December 27, 2016 11:28 AM
Reduce Your Diversification Risks

Weigh the pros and cons for new farming ventures

Continued weak commodity prices are prompting many farmers to seek new ways to spread risk. Is now the right time to add a niche crop or dive into a livestock enterprise or another complementary business?

“Farmers are willing to try new things to make a profit, and specialty markets have enticing premiums, especially looking into 2017,” says Katie Hancock, marketing consultant with Brock & Associates and a Kentucky producer. “But where’s the fine line between innovative and dangerous? Innovators are risk-takers by nature, but they do it wisely.”

Diversified farms tend to enjoy many benefits. These can include better resource use, improved ecology, additional revenue and growth opportunities, says Bret Oelke, farm management coach with Innovus Agra. 

Yet specialty-crop supplies can be overproduced easily, Oelke cautions. You must do your homework on the market venture.

If you’re not ready to commit to a new crop, Hancock suggests growing a niche variety of a common crop. For instance, if you grow non-GMO soybeans and the market vanishes, you can sell to a traditional buyer. “Sticking to a common product with significant demand lessens the risk,” she says. 

Farmers should look at putting their eggs in different baskets. 

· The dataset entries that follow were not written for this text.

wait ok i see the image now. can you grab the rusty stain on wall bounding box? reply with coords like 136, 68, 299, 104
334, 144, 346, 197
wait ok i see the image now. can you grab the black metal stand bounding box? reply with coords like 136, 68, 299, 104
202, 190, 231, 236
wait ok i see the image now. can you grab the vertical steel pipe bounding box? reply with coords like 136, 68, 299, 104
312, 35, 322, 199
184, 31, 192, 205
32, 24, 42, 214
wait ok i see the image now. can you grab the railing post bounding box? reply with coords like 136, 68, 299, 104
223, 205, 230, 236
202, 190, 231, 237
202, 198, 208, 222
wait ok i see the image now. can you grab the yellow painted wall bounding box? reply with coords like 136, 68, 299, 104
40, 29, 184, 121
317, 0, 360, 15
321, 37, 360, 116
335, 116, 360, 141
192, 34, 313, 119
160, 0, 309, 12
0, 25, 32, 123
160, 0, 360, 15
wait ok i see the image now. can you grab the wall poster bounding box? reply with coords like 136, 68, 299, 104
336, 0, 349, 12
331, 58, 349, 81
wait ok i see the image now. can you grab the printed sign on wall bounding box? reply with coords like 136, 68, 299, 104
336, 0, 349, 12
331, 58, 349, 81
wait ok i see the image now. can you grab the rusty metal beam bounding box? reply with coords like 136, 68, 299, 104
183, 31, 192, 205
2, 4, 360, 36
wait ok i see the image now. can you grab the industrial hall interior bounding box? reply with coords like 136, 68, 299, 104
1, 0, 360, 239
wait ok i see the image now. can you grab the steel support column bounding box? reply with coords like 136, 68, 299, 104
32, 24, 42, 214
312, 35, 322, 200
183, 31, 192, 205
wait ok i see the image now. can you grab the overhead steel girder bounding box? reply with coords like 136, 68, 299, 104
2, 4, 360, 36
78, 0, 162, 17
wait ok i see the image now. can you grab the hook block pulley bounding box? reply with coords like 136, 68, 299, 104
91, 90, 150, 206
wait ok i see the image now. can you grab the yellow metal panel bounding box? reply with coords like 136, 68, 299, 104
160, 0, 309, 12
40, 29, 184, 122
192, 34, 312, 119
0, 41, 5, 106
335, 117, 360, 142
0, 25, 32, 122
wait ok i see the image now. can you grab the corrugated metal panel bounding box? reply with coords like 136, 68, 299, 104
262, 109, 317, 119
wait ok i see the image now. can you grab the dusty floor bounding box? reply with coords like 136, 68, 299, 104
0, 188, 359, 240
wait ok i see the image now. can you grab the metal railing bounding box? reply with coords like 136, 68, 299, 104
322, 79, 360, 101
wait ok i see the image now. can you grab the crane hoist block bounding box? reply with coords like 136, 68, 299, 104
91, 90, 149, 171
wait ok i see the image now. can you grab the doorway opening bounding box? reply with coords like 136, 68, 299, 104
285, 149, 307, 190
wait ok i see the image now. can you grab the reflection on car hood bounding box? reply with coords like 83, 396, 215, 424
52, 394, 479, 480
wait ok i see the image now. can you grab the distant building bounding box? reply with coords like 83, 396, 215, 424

“The earlier you are in your career, the more important it is to have complementary enterprises,” Oelke says. “Spend the time to become confident the investments you make in diversifying your income streams will improve or enhance your business.”

Read the Fine Print for Niche Crops

When producing specialty crops, carefully review the contract, advises Katie Hancock, marketing consultant with Brock & Associates. “An offer to pay you 50¢ more than the market isn’t the fine print—that’s the advertisement,” she says. “Know the difference.”

Payment terms: Look for clauses of deferred payment. Will you be paid in 30 days? One day? Six months?

Title: Typically, the product is owned by the buyer once it is delivered. Confirm this, though, as ownership sometimes takes effect after full or partial payment.

Cancellation terms: Can the buyer cancel the contract?

Premium guidelines: Do you automatically receive the premium? Is the premium tied to quality? Ideally, the contract will state terms of payment or deductions.  

Pricing tools: Are you pricing by the acre, the bushel or the unit? Not all buyers follow the row-crop guidelines.  

Rights of refusal: Can the buyer reject the product? 

Delivery terms: A 50¢ premium might actually be worth less or more depending on whether it occurs at harvest delivery or after several months in the bin. Consider storage and interest expenses.